The study also demonstrates the safety of GC-376. The low-drug-treated virus challenge groups showed only small differences in clinical signs, weight loss, and survival from open controls. However, other findings include the presence of lower viral loads, milder thin lesions and less swelling compared to open controls.
The lowest viral loads in the brain after GC-376 treatment are important because neurological involvement has been observed in many COVID-19 patients, and are associated with severe acute exacerbation in two-thirds of cases. .
The milder lesions and the seemingly favorable effect of GC-376 on virus-induced inflammation may also be important, as the immune response is thought to be irregular with multiple inflammation. -systematic is a major and often fatal complication of COVID-19.

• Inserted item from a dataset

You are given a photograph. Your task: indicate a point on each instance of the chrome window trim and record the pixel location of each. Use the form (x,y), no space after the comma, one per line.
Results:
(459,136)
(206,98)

The researchers suggest that this indicates that GC-376 may be an SARS-CoV-2 antiviral in vivo. His mediocre activity was expected from his mediocre activity in vitro. The effectiveness had to be improved ten to one hundred times to demonstrate useful therapeutic activity.
This may be possible by making good use of the structure of the cement, using higher doses or by combining it with other antivirals or anti-inflammatory drugs such as dexamethasone. Future studies would be helpful.
* Important message
bioRxiv publish preliminary scientific reports that are not peer-reviewed and, therefore, should not be seen as final, guiding health-related clinical practice / behavior, or be treated as information established.